So you’ve decided you want to plant a vegetable garden where your lawn is. That’s great! But what’s the first step?

The most important thing to focus on when building a garden of any kind is the soil. The soil is the key to all life. If you don’t have good soil, it doesn’t matter how much sun, water, nutrients, you give your plants. They won’t thrive unless they have good soil.

In the permaculture world we are always looking for efficient ways to take care of garden tasks. One great method that is really popular is called Sheet Mulching. Sheet mulching is great for increasing soil quality, blocking out weeds and grasses, as well as a great way to put recycled materials to good use.

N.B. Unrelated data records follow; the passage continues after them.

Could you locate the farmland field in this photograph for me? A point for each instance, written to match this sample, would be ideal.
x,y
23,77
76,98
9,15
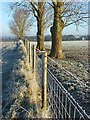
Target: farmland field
x,y
75,61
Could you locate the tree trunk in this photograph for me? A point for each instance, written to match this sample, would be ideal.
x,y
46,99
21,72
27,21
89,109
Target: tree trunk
x,y
40,27
56,32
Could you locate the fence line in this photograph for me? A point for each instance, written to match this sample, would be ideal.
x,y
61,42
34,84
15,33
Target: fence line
x,y
61,103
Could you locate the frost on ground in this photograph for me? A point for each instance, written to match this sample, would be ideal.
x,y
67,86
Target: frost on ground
x,y
21,94
76,62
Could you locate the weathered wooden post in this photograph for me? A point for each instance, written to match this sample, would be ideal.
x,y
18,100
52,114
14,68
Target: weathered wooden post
x,y
26,44
34,61
44,80
30,54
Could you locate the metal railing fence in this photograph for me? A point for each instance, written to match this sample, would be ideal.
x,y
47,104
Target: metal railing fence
x,y
61,103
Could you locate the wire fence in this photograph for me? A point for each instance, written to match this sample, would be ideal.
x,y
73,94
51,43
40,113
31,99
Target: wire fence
x,y
61,103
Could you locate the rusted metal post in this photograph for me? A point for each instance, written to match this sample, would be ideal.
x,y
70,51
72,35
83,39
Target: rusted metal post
x,y
34,60
30,54
44,80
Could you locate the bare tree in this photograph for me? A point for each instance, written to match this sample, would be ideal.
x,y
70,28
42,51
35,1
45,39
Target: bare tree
x,y
65,14
21,22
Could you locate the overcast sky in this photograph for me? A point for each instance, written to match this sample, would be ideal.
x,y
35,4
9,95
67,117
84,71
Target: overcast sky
x,y
5,20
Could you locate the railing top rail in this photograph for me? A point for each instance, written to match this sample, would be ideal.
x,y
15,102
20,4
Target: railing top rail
x,y
68,72
72,100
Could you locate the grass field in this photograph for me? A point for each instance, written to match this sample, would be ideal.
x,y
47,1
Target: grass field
x,y
75,61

In order to sheet mulch, the first step is to put down a layer of cardboard, newspaper, or painters paper. This will prevent weeds from getting the sunlight and air they need to survive, and will suffocate them. Those weeds will break down and turn into compost for the soil. The next layer will be a layer of compost. We use composted horse manure from a trusted stable for this step. This compost will be adding micro-bacteria to the soil, which plants will love. The last layer should be a layer of wood chips or mulch. This allows water to be retained in the garden. Wood chips soak up water and store it, as well as protect the layers underneath from drying out in the sun. Most retail stores throw large amounts of cardboard away. Only non-colored cardboard should be use, anything with lots of dyes or anything that’s shiny is no good. Most stables have an over abundance of manure (be sure you can trust that the animals have been fed healthy food, free of pesticides and herbicides). Wood chips can be sourced from a local tree company.

You can sheet mulch basically whenever is convenient for you, but the best time to sheet mulch is in the fall, right before the rains come. This is because after you put down the layers, you will want to keep it watered for a few weeks to allow the composting process to begin to break down the materials. When you do it right before the rains, you let Mother Nature take care of the watering for you, and therefore minimize the amount of work required from you.

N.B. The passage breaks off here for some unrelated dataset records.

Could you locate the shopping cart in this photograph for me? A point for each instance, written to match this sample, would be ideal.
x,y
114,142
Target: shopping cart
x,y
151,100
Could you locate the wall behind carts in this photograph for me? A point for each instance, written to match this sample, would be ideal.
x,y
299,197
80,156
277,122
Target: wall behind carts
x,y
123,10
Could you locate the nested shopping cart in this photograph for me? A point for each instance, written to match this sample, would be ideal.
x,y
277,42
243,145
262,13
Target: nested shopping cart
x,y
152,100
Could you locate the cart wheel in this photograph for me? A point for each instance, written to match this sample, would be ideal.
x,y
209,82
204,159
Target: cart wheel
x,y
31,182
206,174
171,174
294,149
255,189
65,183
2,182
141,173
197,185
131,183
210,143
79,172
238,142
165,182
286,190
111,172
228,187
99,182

Over time these layers will begin to break down, which will only improve the soil quality. This is quite counter-intuitive to the way that most people grow food. Traditionally people plant in the soil and the quality is diminished over time from overuse and unsustainable practices. We don’t have to fight with Mother Nature to get a bountiful harvest! She wants to work with us, we just need to learn how to cooperate with Her.